Someone to Care (Westcott #4)(72)



“He said that you fell in love with each other years ago,” he said. “Was that true?”

She hesitated. “Yes,” she said. “But I was married then—or thought I was—and we both respected that marriage bond. Both of us. There was nothing between us then, except those feelings, which we resisted by avoiding each other.”

“Thank you,” he said after a short silence. “Would you like to walk around to the dower house?”

Abigail and Estelle were wandering about the outside of it.

Should she tell him, Viola wondered, that she was not going to marry his father? Or would that be unfair to Marcel before they had worked out how it was to be done?

“Yes,” she said, but before they could resume their walk they both turned at the sound of footsteps crunching on the leaves behind them. It was Marcel.

She had avoided him last evening after they had returned to the house. She had not seen him this morning. He had already been shut up with his steward when she came downstairs to breakfast with Abigail, dreading seeing him again.

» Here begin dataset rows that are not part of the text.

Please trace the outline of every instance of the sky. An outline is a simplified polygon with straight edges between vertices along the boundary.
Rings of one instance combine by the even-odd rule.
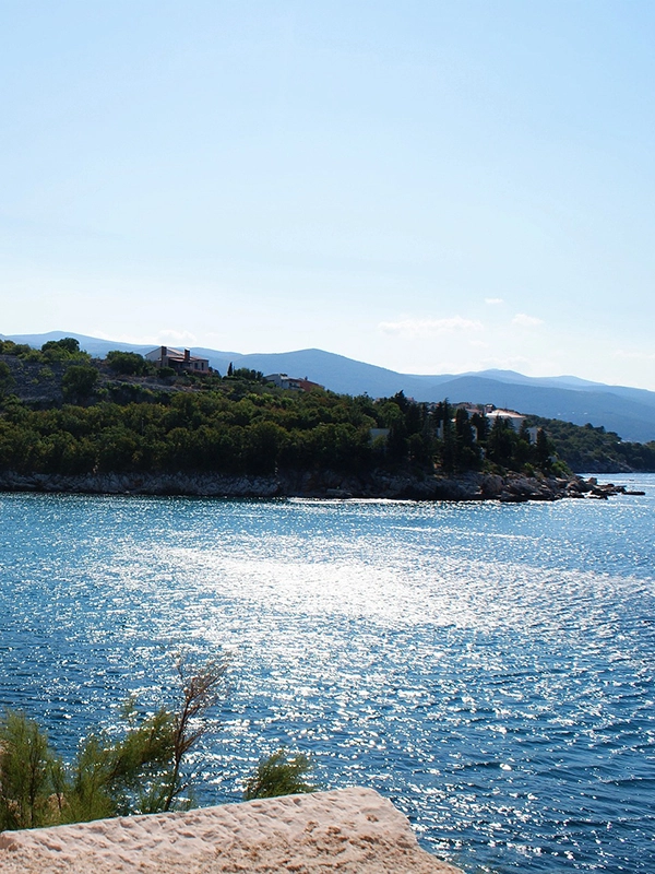
[[[0,0],[0,333],[655,390],[652,0]]]

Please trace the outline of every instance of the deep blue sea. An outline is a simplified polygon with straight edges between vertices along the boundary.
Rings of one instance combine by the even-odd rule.
[[[615,481],[647,494],[0,495],[0,707],[71,754],[229,652],[201,803],[286,746],[466,872],[653,872],[655,475]]]

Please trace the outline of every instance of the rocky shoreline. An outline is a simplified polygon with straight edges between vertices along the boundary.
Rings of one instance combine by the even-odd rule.
[[[373,471],[365,475],[279,472],[270,476],[193,473],[0,473],[0,492],[83,495],[160,495],[225,498],[385,498],[407,500],[559,500],[604,499],[626,494],[622,485],[599,485],[595,477],[525,476],[469,471],[446,475],[403,475]],[[634,494],[634,493],[628,493]],[[643,494],[643,493],[638,493]]]

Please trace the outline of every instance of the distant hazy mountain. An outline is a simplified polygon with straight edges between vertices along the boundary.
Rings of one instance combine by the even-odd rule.
[[[75,336],[82,349],[96,357],[105,357],[112,349],[144,354],[152,345],[134,345],[98,340],[66,331],[47,334],[9,336],[16,343],[41,346],[47,340]],[[240,355],[237,352],[194,346],[193,353],[210,359],[212,367],[225,373],[229,363],[251,367],[264,374],[283,373],[308,377],[332,391],[346,394],[370,394],[372,398],[404,391],[417,401],[471,401],[560,418],[584,425],[603,425],[624,440],[655,440],[655,392],[623,386],[606,386],[574,376],[527,377],[513,370],[483,370],[461,375],[397,374],[384,367],[334,355],[318,349],[275,354]]]

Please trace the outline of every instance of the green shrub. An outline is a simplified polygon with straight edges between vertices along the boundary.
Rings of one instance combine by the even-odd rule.
[[[170,811],[188,788],[182,764],[207,731],[228,662],[193,670],[178,662],[179,708],[141,714],[122,710],[123,732],[91,734],[66,765],[25,713],[0,722],[0,830],[79,823],[107,816]]]
[[[243,798],[251,801],[315,792],[317,788],[305,780],[311,768],[311,761],[303,753],[289,758],[285,749],[278,749],[260,761],[255,773],[246,783]]]

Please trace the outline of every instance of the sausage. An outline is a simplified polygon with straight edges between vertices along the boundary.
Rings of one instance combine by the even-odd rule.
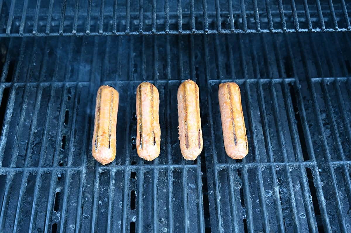
[[[199,87],[186,80],[179,86],[177,96],[180,151],[184,158],[194,160],[203,146]]]
[[[242,159],[249,148],[239,86],[233,82],[220,84],[218,100],[225,152],[232,158]]]
[[[94,158],[103,165],[113,161],[116,156],[118,99],[118,91],[112,87],[101,86],[98,90],[92,154]]]
[[[153,160],[160,155],[161,129],[158,90],[147,82],[137,88],[137,151],[140,158]]]

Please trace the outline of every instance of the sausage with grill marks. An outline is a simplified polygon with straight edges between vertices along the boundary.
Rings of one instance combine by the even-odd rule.
[[[180,84],[177,94],[179,145],[186,159],[194,160],[202,151],[199,87],[188,80]]]
[[[118,92],[113,88],[101,86],[99,88],[95,105],[92,154],[103,165],[113,161],[116,156],[118,101]]]
[[[233,82],[221,83],[218,99],[225,152],[232,158],[242,159],[249,148],[239,86]]]
[[[140,158],[150,161],[160,154],[161,129],[158,111],[158,90],[145,82],[137,88],[137,151]]]

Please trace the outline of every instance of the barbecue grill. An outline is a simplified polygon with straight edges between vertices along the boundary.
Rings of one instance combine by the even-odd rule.
[[[0,1],[0,232],[350,232],[347,2]],[[188,78],[204,137],[194,161],[177,128]],[[160,97],[151,162],[135,145],[144,80]],[[242,160],[224,150],[229,81],[241,90]],[[102,84],[120,100],[105,166],[91,143]]]

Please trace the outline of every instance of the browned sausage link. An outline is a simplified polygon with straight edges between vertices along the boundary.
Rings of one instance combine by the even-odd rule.
[[[150,83],[137,88],[137,151],[140,158],[150,161],[160,154],[161,129],[159,120],[158,90]]]
[[[116,130],[118,111],[118,92],[113,88],[101,86],[98,91],[93,136],[93,157],[102,165],[111,163],[116,156]]]
[[[199,87],[187,80],[179,86],[177,96],[180,150],[185,159],[194,160],[203,147]]]
[[[249,148],[239,86],[232,82],[220,84],[218,100],[225,151],[232,158],[242,159]]]

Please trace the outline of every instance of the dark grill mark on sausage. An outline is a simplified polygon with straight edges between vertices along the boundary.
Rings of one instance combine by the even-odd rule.
[[[151,133],[152,134],[152,138],[153,138],[154,145],[154,146],[156,145],[156,138],[155,138],[155,132],[154,132],[153,130],[152,130]]]
[[[198,94],[199,93],[199,87],[196,85],[196,83],[194,83],[194,85],[195,87],[195,93],[196,95],[196,108],[197,109],[197,113],[200,114],[200,103],[199,103],[199,100]],[[198,132],[198,142],[199,144],[199,149],[201,148],[201,129],[200,129],[201,123],[200,122],[200,117],[198,117],[197,119],[198,129],[199,129],[199,131]]]
[[[201,148],[201,130],[199,129],[199,132],[198,132],[198,138],[199,140],[199,149]]]
[[[232,120],[232,124],[233,125],[233,136],[234,138],[234,144],[237,145],[237,135],[235,134],[235,124],[234,123],[234,116],[233,113],[233,106],[232,105],[232,93],[230,91],[230,86],[229,84],[227,84],[227,89],[228,89],[228,96],[229,98],[229,103],[230,104],[230,115]]]
[[[113,91],[111,91],[111,101],[110,101],[110,117],[108,122],[108,149],[111,145],[111,125],[112,124],[112,111],[113,109]]]
[[[187,122],[187,120],[188,119],[188,111],[186,108],[186,96],[185,95],[186,92],[186,84],[184,83],[183,85],[184,86],[184,90],[183,93],[183,101],[184,104],[184,118],[185,118],[184,124],[185,124],[185,147],[187,149],[189,148],[189,138],[188,138],[188,124]]]
[[[99,90],[99,105],[98,105],[98,121],[96,126],[96,136],[95,138],[95,150],[98,149],[98,144],[99,143],[99,130],[100,126],[100,107],[101,106],[101,92],[102,89]]]
[[[150,90],[151,92],[151,129],[152,129],[152,132],[151,133],[152,135],[153,140],[153,144],[154,146],[156,144],[156,138],[155,138],[155,132],[154,132],[154,103],[153,103],[153,85],[152,84],[150,84]]]
[[[141,113],[141,87],[139,86],[139,136],[140,148],[143,148],[143,114]]]

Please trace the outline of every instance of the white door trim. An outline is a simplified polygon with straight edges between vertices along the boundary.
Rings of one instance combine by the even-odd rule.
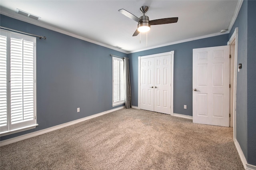
[[[160,57],[163,55],[171,55],[171,71],[172,78],[171,79],[171,113],[170,115],[173,115],[173,76],[174,76],[174,51],[172,51],[169,52],[167,52],[166,53],[159,53],[158,54],[152,54],[151,55],[145,55],[143,56],[139,56],[138,57],[138,109],[140,109],[140,61],[141,59],[142,59],[148,58],[151,57]]]
[[[232,45],[235,43],[235,56],[234,62],[234,82],[233,82],[233,130],[234,135],[234,140],[236,140],[236,78],[237,72],[237,47],[238,43],[238,28],[236,28],[232,34],[232,36],[228,42],[228,45]]]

He looked as he had in Devonshire, dressed warmly in his many-caped greatcoat and top boots, his tall hat pulled firmly onto his head. And her insides turned over even as she despised herself for the pleasurable awareness the mere sight of him aroused in her. No, it was not pleasurable. Not when it was something that involved only her body while her mind and her very being told her otherwise. If she was in love with him, then being in love was mindless and not at all something to be desired and reveled in.

His eyes held hers before moving to his son. And in that look, unguarded for the first moment, she read something that pulled at her heart and shook her resolve yet again, though she could not put a name to it. Pride? Love? Longing? Did he see something of himself in the boy? Something better than himself?

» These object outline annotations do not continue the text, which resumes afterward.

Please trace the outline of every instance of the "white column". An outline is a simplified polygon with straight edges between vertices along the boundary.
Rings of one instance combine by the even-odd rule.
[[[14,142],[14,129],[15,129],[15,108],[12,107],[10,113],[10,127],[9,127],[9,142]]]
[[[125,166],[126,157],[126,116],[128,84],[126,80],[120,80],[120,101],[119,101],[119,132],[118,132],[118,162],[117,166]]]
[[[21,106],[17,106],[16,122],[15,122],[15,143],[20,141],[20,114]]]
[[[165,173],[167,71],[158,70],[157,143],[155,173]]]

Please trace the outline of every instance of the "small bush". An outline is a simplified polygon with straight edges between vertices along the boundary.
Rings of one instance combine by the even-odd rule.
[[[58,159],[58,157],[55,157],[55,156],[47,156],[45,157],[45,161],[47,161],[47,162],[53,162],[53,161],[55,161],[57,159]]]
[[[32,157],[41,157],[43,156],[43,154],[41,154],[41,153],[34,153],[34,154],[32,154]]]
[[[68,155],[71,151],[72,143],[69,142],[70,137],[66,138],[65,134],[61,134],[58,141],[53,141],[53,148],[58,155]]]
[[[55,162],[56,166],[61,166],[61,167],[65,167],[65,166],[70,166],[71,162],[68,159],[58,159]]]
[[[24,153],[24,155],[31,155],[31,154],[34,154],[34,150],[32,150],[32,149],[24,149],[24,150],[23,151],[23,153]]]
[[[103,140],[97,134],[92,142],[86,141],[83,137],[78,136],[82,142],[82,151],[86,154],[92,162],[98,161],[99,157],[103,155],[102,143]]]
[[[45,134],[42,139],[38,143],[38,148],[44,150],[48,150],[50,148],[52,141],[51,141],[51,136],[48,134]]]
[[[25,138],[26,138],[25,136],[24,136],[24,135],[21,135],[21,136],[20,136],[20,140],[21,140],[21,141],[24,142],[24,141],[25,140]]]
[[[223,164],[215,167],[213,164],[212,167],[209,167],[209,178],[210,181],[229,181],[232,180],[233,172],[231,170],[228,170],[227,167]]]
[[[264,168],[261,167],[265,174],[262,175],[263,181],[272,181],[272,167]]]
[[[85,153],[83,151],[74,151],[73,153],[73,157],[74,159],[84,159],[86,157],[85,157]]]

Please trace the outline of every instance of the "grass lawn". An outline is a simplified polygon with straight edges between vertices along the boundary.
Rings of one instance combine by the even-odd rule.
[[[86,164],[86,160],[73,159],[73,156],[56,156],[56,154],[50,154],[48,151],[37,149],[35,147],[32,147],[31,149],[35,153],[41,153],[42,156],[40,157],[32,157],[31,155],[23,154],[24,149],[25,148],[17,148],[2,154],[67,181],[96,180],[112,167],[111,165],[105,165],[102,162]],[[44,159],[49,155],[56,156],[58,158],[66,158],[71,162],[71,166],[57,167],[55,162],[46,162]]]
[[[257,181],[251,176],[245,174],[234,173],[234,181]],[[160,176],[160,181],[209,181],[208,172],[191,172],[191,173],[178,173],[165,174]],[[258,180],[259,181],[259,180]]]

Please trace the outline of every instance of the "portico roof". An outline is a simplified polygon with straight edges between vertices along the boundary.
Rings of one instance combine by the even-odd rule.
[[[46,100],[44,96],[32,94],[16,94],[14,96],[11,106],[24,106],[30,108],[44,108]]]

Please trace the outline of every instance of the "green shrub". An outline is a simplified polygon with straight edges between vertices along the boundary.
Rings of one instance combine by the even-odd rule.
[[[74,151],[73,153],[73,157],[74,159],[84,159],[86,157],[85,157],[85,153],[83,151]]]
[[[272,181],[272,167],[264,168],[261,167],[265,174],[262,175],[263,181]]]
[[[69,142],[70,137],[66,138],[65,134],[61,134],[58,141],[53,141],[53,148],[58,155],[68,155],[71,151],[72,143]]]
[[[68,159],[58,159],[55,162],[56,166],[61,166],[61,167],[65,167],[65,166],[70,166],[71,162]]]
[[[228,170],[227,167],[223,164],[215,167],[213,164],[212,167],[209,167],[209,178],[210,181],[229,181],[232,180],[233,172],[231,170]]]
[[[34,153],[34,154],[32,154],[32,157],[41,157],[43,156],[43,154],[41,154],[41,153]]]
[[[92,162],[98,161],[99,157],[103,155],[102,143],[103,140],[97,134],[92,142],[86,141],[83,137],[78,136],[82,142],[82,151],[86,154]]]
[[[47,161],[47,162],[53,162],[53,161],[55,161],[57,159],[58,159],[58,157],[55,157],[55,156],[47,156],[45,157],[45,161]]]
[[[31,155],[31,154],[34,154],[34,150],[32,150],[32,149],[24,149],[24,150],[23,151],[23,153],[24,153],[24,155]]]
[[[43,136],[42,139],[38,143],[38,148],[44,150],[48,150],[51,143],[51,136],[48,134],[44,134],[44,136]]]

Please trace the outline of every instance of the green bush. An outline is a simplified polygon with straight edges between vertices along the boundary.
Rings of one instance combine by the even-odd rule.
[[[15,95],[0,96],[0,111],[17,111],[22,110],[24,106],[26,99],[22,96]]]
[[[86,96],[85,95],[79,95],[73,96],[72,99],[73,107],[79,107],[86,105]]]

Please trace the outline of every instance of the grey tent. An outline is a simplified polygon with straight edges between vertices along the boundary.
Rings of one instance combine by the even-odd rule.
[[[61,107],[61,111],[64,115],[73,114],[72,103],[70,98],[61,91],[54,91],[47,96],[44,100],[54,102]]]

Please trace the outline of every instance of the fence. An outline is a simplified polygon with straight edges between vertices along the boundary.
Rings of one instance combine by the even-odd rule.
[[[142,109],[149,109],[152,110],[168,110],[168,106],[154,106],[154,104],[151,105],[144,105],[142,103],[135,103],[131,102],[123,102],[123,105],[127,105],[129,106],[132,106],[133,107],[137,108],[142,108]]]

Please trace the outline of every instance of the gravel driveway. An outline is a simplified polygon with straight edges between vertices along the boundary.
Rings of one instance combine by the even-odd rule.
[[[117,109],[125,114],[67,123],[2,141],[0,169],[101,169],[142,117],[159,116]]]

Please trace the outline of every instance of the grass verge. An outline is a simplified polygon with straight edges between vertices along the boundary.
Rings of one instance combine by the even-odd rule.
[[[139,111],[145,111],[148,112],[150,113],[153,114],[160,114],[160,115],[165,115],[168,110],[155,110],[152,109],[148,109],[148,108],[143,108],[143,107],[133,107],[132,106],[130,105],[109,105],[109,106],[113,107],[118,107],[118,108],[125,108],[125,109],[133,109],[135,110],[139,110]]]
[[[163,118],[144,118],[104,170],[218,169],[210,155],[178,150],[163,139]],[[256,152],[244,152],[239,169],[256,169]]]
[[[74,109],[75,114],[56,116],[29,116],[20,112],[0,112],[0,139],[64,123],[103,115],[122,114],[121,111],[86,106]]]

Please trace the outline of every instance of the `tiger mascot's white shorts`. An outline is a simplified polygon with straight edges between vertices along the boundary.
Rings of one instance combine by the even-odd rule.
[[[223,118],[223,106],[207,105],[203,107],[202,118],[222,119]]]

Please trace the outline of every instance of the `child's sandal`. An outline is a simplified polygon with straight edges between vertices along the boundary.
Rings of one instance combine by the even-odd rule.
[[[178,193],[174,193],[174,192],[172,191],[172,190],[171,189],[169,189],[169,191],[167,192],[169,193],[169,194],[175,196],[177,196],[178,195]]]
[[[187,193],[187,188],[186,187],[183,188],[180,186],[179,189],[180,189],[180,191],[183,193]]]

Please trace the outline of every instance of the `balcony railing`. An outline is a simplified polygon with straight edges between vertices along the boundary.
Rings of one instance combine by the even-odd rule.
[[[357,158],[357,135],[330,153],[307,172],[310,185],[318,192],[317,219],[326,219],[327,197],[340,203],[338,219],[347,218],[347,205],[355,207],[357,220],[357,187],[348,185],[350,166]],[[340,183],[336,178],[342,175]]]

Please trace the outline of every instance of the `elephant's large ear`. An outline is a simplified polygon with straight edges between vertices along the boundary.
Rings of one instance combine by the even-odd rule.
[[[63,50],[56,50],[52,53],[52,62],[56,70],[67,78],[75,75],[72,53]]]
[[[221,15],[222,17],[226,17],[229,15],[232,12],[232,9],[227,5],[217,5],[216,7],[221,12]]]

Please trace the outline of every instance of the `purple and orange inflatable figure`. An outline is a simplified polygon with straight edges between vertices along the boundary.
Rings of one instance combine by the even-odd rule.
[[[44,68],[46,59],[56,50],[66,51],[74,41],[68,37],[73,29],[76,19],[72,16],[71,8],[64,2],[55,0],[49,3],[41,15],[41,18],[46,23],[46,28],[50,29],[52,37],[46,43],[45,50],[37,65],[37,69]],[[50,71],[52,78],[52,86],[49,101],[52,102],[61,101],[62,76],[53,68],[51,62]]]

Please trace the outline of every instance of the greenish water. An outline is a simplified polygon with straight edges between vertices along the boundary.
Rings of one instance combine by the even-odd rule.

“Thank you, Bertrand,” he said, “for entertaining our guest.”

His son was stiff and formal again as he inclined his head. “It has been my pleasure, sir,” he said.

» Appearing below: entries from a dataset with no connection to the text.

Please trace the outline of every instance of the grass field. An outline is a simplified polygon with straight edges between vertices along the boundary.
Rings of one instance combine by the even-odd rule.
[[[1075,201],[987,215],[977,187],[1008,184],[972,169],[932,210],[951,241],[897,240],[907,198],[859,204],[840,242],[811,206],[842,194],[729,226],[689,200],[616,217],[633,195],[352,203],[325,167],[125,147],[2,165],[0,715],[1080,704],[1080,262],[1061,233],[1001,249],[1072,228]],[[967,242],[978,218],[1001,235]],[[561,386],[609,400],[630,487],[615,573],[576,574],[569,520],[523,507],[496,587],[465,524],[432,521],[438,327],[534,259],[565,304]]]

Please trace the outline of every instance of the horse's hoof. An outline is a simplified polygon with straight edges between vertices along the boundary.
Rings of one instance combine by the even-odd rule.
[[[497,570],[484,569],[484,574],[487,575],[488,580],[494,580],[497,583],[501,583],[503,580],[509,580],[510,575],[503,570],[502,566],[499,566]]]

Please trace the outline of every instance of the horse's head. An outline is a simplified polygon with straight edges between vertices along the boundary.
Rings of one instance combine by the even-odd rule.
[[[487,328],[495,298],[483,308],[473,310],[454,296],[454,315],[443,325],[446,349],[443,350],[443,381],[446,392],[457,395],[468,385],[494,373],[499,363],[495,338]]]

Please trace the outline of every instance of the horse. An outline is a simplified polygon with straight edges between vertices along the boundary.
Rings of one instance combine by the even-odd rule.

Marcel looked across the lake to where his daughter was pointing upward toward the chimney or roof of the dower house, or perhaps an upper window while Abigail looked upward too.

“Would you like to see the dower house?” he asked Viola.

“Bertrand was about to escort me there,” she said.

“Good.” He offered her his arm. “And I have brought the key. It is a pleasant house. Sometimes I think perhaps I should move there if my aunt does not wish to. With my children. And you.” His eyes came to rest on her as she slid her hand through his arm. “What do you think, Bertrand?”

“I think being the Marquess of Dorchester imposes obligations that necessitate your living at the main house, sir,” his son said as they set off along the path about the lake.

“Rather than the dower house or anywhere else,” his father said. “One cannot escape duty, then? Or ought not?”

“I can only speak for myself, sir,” his son said. “Living at the dower house—or anywhere—with you and your wife would be a dream come true for Estelle.”

Viola felt a slight twitch in Marcel’s arm.

“You do not believe in dreams?” he asked his son.

Bertrand did not answer for a few moments. “I believe in dreams, sir,” he said. “I also believe in the reality of the fact that very few come true.”

Marcel’s eyes moved to Viola. “And what do you think, my love?” he asked.

“Dreams cannot come true if the dreamer does not have the resolve to make them reality,” she said.

“The resolve,” Marcel said. “Is it enough?”

No one ventured a reply, and the question hovered like a tangible thing over their heads.





Seventeen





Viola had gone upstairs with the young people to see the bedchambers. Marcel could hear them talking up there—all four of them. He had missed that time when his son’s voice had changed from a boy’s to a young man’s. And he had missed the change in his daughter from demure, rather colorless girl to eager, forceful young lady, though he suspected that change had been far more recent. Indeed, perhaps he had not missed it at all. Perhaps it had begun with her disappointment that he had not come home when he had said he would come, and the resulting anger had propelled her into adulthood.

He had remained downstairs in the drawing room—if the room in which he stood could be dignified with so grand a name. It was a large sitting room but cozy too—or would be if a fire were burning in the hearth. As it was, he was glad he had kept his greatcoat on when he removed his hat and gloves after stepping inside. He stood gazing through the large window upon woodland and the lake and the boathouse and more woodland beyond. Something about it all reminded him of the cottage, where he had been so happy.

Happy?

That was a strange word to use. He had enjoyed himself there. Enormously. He could have stayed for another week at least without being bored or restless—if she had not grown both, and if their families had not descended upon them when they had.

He had also been happy there, damn it all. He pushed his hands into his pockets for warmth and listened to the voices, though he could not hear the actual words, coming from above, and he felt like . . . crying?

What the devil?

What the devil had he done with his life?